Yeah, I'm a little overexcited about it. I admire her work and advice. I have my 'shopping cart' full of her videos.


----------



## tortoise (Feb 5, 2012)

CT Girl said:


> I tried to order but I am not sur if it went through as my computer crashed. I wish she had a phone number. Thanks for posting the sale.


This is her mobile grooming business contact information:

973-527-7583

[email protected]


----------



## Fluffyspoos (Aug 11, 2009)

I got to eat dinner with her daughter during Superzoo (who is also an amazing groomer!) This is a very good opportunity, I've seen some of the videos, lots to learn!

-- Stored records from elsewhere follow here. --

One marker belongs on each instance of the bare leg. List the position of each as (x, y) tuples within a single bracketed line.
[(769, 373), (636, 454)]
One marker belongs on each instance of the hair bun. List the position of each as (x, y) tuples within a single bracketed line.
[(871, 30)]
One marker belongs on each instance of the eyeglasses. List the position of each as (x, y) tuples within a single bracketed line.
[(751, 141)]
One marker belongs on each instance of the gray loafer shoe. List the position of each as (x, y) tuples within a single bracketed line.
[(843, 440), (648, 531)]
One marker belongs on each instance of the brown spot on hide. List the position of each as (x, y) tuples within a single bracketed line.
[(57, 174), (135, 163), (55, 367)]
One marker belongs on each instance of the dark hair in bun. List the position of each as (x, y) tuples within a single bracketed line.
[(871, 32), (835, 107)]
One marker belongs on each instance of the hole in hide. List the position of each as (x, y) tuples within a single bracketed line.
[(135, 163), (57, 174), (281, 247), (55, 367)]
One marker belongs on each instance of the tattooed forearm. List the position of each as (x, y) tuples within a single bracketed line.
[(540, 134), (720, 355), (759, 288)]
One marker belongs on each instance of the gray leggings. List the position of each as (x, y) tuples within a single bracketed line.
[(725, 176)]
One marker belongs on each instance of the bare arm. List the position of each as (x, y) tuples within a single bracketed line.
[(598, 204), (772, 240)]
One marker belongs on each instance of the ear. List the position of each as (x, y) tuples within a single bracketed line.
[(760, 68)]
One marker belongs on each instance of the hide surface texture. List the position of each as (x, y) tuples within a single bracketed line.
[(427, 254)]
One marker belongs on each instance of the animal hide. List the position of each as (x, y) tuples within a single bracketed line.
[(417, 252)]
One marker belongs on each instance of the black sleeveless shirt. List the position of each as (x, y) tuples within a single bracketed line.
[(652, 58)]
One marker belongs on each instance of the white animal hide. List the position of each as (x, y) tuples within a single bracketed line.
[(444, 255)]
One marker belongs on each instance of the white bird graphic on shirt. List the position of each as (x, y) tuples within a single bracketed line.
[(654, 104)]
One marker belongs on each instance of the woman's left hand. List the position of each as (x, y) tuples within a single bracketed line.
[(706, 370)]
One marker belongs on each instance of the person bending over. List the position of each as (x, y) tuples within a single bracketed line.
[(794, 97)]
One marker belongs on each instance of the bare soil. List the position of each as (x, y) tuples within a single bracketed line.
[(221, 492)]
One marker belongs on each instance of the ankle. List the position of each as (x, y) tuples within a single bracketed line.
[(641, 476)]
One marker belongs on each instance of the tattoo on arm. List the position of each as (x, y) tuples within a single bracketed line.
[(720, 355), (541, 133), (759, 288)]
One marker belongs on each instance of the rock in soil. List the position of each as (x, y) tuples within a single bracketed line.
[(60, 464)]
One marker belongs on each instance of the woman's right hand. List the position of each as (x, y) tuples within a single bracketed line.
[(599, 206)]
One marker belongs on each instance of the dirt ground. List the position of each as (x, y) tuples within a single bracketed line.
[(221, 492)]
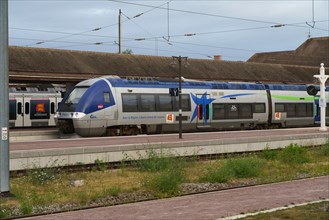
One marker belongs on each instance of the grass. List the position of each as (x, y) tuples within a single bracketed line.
[(160, 174), (318, 211)]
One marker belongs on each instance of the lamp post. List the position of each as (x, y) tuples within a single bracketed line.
[(180, 59), (322, 102), (4, 100)]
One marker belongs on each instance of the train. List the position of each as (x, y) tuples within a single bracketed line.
[(113, 105), (33, 105)]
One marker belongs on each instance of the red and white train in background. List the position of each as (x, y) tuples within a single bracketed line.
[(33, 105)]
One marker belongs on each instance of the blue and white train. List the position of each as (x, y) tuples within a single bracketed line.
[(112, 105)]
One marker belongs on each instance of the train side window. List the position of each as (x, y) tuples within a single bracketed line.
[(309, 109), (279, 107), (12, 110), (27, 108), (245, 111), (107, 97), (259, 108), (218, 111), (186, 103), (164, 103), (52, 108), (129, 103), (232, 111), (291, 110), (301, 110), (19, 108), (147, 103)]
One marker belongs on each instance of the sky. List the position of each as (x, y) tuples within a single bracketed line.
[(234, 29)]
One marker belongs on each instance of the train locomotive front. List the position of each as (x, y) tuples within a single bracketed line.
[(84, 109)]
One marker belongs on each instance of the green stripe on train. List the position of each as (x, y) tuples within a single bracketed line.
[(294, 98)]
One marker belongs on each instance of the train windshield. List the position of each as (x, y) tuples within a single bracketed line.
[(70, 103)]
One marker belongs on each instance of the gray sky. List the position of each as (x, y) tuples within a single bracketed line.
[(234, 29)]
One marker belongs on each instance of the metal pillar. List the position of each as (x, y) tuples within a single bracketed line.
[(119, 31), (4, 99), (322, 102), (180, 59)]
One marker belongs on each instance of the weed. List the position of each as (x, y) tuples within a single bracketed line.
[(166, 183), (113, 191), (4, 213), (268, 154), (40, 176), (215, 174), (161, 161), (26, 208), (99, 165), (294, 154), (244, 167), (325, 149)]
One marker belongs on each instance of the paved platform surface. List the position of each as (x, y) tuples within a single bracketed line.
[(214, 205), (64, 152)]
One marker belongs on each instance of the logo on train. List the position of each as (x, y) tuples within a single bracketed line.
[(40, 107)]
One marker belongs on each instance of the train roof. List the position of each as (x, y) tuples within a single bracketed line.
[(164, 83)]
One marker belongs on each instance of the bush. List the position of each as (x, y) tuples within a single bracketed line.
[(40, 176), (217, 175), (4, 213), (325, 149), (294, 154), (99, 165), (244, 167), (268, 154), (166, 183), (158, 162), (26, 208), (239, 168), (113, 191)]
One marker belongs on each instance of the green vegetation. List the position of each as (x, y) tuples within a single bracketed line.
[(232, 168), (157, 174), (293, 155), (318, 211)]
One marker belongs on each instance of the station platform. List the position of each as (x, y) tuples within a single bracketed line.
[(73, 151)]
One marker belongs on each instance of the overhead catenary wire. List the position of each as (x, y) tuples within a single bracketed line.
[(153, 38)]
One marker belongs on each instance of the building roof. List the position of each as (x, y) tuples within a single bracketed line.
[(58, 66), (312, 52)]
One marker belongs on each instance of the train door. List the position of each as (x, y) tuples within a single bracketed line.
[(204, 111), (12, 112), (26, 112), (19, 122), (53, 107)]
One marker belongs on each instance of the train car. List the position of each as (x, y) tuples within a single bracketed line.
[(115, 106), (32, 106)]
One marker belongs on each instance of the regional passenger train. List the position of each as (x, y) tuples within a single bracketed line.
[(112, 105)]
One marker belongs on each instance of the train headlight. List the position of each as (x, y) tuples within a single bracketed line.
[(78, 115)]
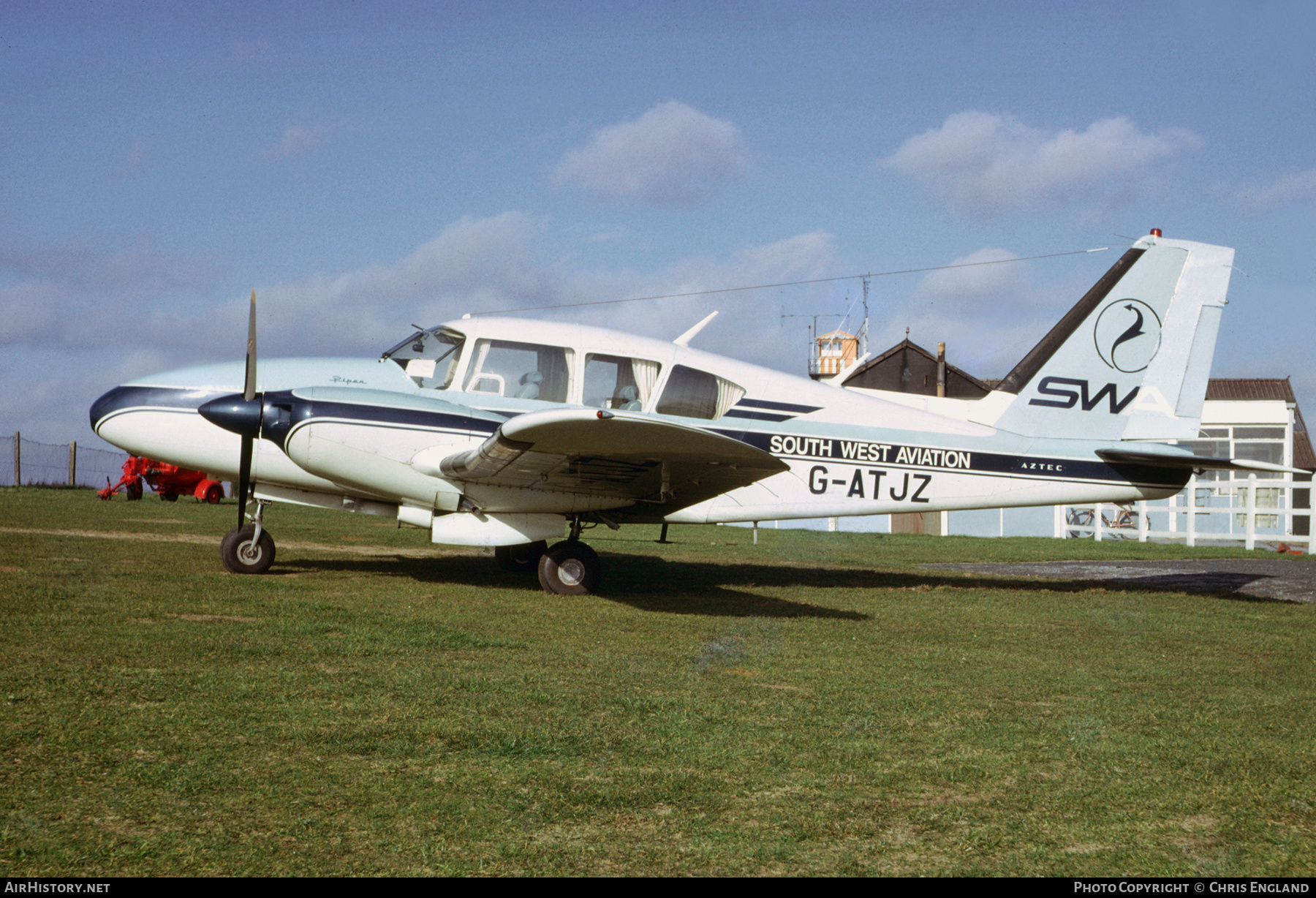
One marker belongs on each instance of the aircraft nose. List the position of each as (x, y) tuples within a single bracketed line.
[(108, 404), (235, 414)]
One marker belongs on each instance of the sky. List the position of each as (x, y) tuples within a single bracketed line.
[(368, 166)]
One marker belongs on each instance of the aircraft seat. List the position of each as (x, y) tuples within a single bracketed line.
[(531, 382)]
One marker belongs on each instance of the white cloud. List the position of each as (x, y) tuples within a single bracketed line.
[(296, 140), (987, 165), (1290, 187), (671, 156), (987, 315), (148, 319)]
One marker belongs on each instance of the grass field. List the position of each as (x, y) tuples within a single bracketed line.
[(814, 705)]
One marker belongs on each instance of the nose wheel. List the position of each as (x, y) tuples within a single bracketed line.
[(245, 552), (570, 567)]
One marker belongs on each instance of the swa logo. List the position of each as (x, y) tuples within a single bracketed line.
[(1128, 335), (1067, 396)]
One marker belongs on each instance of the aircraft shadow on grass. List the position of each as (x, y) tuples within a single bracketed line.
[(657, 585)]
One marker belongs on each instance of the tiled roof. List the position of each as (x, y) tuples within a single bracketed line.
[(1250, 389), (1303, 455)]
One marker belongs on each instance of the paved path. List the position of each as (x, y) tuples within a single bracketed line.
[(1263, 578)]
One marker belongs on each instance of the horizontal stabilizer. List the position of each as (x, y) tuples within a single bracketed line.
[(1192, 462)]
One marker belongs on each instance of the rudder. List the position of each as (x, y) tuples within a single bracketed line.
[(1132, 358)]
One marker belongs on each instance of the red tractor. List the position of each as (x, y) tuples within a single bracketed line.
[(169, 482)]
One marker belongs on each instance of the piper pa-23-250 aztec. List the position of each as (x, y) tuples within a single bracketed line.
[(502, 432)]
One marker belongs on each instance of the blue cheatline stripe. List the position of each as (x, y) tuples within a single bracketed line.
[(778, 406), (789, 447)]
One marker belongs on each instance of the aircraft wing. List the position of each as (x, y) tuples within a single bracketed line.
[(602, 453), (1162, 459)]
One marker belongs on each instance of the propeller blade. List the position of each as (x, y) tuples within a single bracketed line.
[(249, 385), (243, 480), (248, 439)]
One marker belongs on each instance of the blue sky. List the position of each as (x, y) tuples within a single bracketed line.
[(366, 166)]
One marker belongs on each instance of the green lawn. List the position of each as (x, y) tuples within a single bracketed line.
[(814, 705)]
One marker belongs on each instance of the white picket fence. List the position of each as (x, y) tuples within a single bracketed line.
[(1209, 511)]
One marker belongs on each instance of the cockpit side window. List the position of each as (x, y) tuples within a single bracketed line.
[(520, 370), (429, 357), (691, 393), (619, 382)]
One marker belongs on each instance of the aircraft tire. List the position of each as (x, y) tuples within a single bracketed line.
[(520, 559), (241, 557), (570, 567)]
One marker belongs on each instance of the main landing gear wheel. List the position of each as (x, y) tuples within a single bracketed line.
[(570, 567), (520, 559), (243, 554)]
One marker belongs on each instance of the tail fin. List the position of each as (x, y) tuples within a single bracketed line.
[(1132, 358)]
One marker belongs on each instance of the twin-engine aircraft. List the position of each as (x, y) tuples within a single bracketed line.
[(503, 432)]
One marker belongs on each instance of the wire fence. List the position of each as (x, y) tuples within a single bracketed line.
[(45, 464)]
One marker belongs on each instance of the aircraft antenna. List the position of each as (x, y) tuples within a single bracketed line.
[(787, 284)]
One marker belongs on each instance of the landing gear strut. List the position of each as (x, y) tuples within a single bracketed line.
[(249, 549)]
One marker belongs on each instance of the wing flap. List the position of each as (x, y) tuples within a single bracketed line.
[(600, 453)]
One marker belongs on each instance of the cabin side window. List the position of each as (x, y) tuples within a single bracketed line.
[(618, 382), (697, 394), (520, 370)]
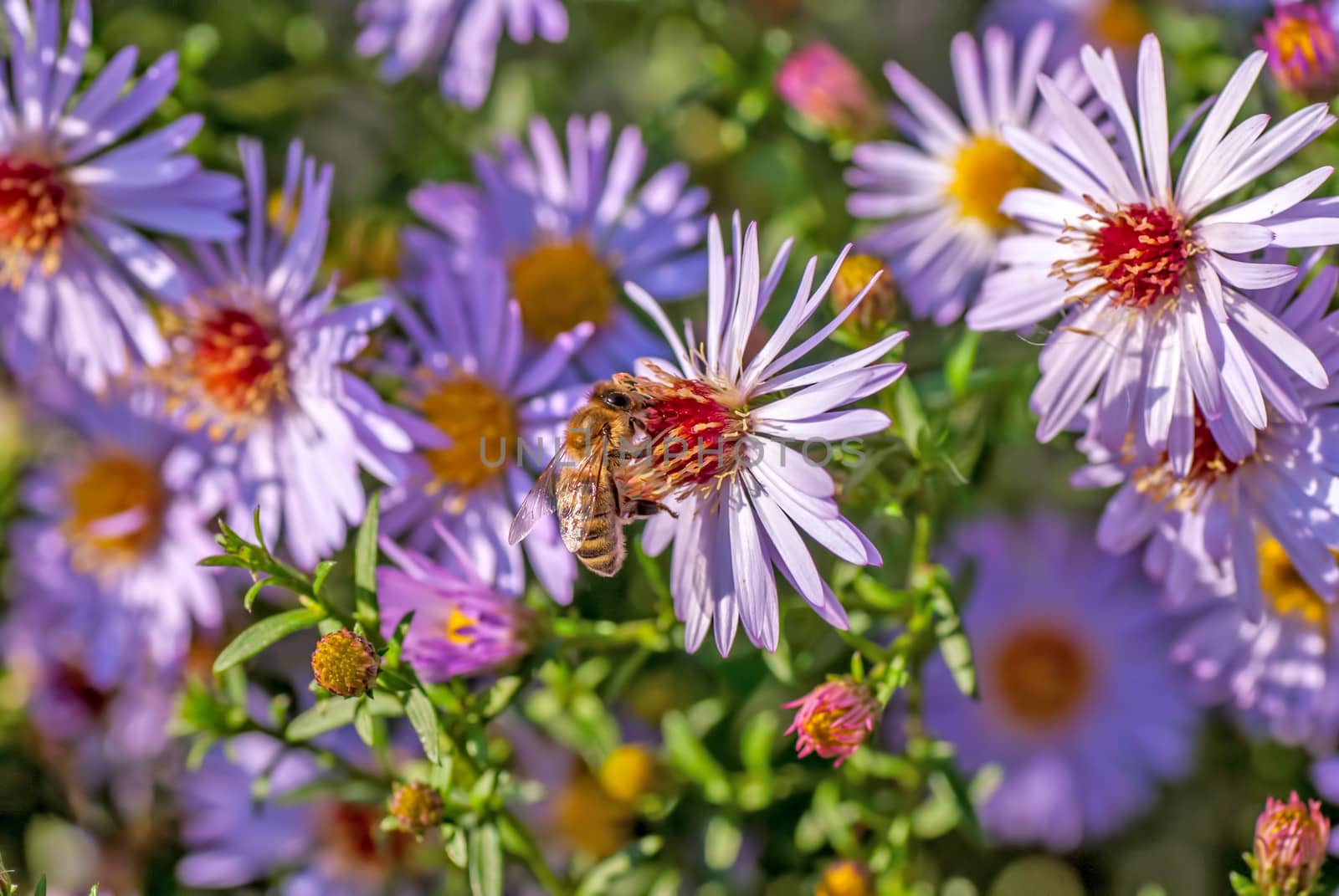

If groomers are learning a lot, pet owners will also learn a ton!


----------



## Chagall's mom (Jan 9, 2010)

*tokipoke*: Thanks for telling us about this!! I just placed an order; step one in my upcoming winter project to improve my home grooming. It will take me _many_ seasons to do so, but the videos are sure to help.


----------



## tortoise (Feb 5, 2012)

Chagall's mom said:


> *tokipoke*: Thanks for telling us about this!! I just placed an order; step one in my upcoming winter project to improve my home grooming. It will take me _many_ seasons to do so, but the videos are sure to help.


You don't give yourself enough credit for your home grooming!


----------



## Chagall's mom (Jan 9, 2010)

tortoise said:


> You don't give yourself enough credit for your home grooming!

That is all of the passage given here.